I am not the statistical type. I usually default to the most simple models. the statement "The U.S. needs about 100,000 jobs per month, minimum just to keep up with population growth, ..." includes a lot of data on retirement age, participation rate, green card and alien workers. Too complicated for me.

Please consider National Center for Education Statistics
estimates 3.4 million students graduate from high school in 2012-13. that is 283,000 monthly. OK, some go to college, some are disabled, ... but some never graduate from high school. The same source estimates 14.8 million in grades 9 to 12. Divide by 4 years = 3.7 million per year or 308,000 monthly new workers entering the labor force.

Our current employment situation is not sustainable.

Best wishes

NCGs and such

I will dig into it.

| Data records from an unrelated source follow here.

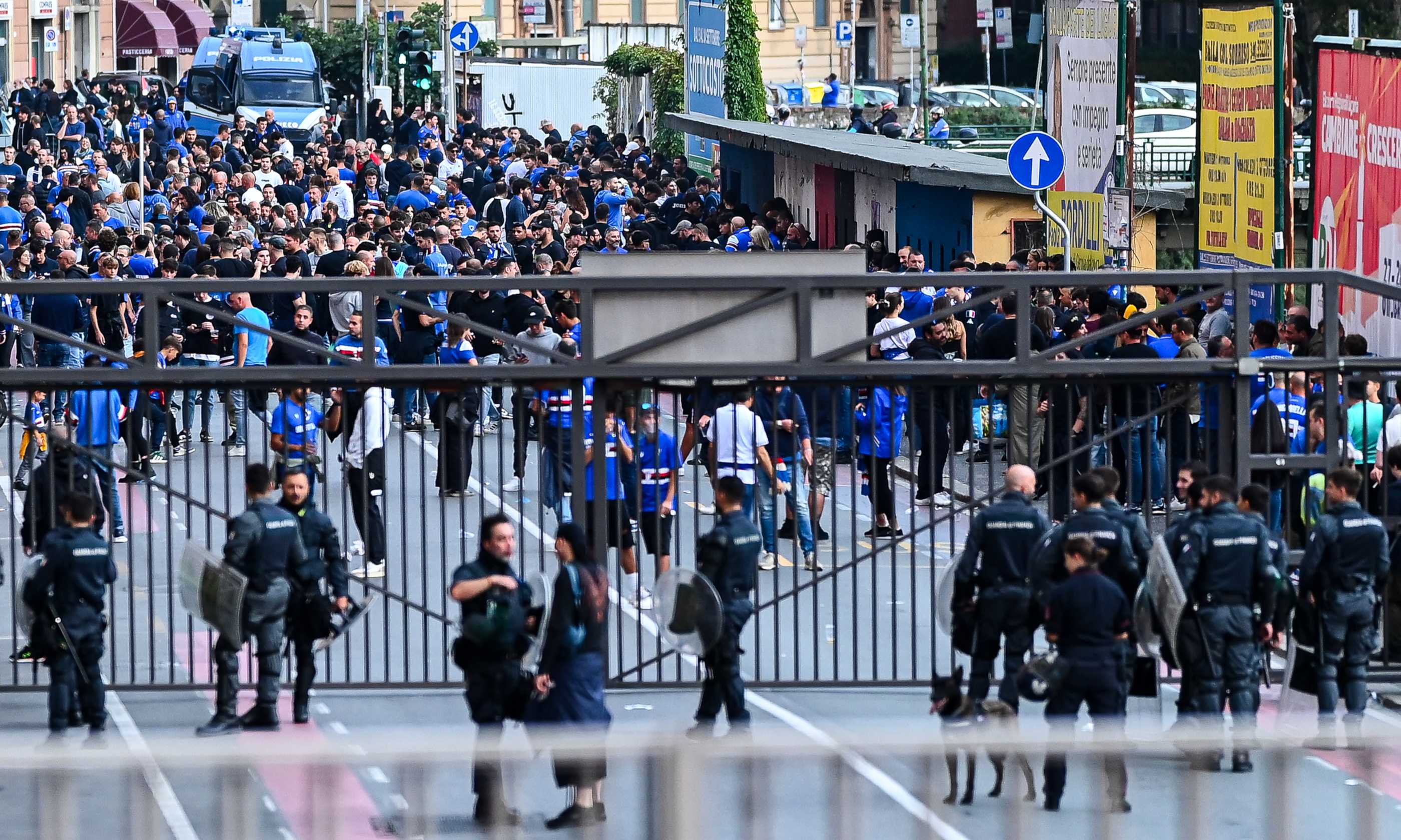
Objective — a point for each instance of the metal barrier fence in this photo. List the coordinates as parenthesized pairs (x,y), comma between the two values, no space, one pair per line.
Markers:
(864,618)
(773,784)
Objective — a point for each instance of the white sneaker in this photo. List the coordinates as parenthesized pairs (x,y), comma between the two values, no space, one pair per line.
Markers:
(370,570)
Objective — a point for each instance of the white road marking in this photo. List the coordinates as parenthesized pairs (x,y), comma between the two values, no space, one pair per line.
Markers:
(162,790)
(855,760)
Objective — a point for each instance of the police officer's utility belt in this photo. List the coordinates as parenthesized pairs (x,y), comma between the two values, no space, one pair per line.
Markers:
(1223,600)
(264,581)
(1001,583)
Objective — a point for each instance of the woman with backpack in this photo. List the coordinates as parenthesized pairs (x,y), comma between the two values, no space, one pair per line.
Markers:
(571,682)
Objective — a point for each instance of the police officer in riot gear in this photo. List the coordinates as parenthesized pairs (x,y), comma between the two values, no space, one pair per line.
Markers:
(1134,524)
(68,594)
(1254,502)
(309,612)
(265,546)
(729,556)
(1093,523)
(1344,573)
(495,604)
(1230,580)
(1088,619)
(997,560)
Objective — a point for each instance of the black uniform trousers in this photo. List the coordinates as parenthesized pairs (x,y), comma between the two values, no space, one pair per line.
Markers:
(522,418)
(264,615)
(1348,637)
(488,690)
(68,688)
(302,639)
(1233,664)
(724,683)
(1004,611)
(365,507)
(1095,683)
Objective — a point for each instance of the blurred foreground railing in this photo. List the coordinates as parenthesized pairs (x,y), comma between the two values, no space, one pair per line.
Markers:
(890,776)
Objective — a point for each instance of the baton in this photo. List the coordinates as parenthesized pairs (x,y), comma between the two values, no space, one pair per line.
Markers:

I have in the past to show

a. there is no STEM, or "tech" worker shortage
b. there is a glut of PhDs in this country
c. unemployment rates are over double what they should be in these areas
d. the bad unemployment rates for teenagers and those < 22 years of age are not because they all went to school.

(NCG = New College Graduate)

I'm working on a site redesign to make it easier to find things. But for now, another way is to do a Google site search.

We literally have over 6000 posts, thousands related to labor markets, employed, jobs.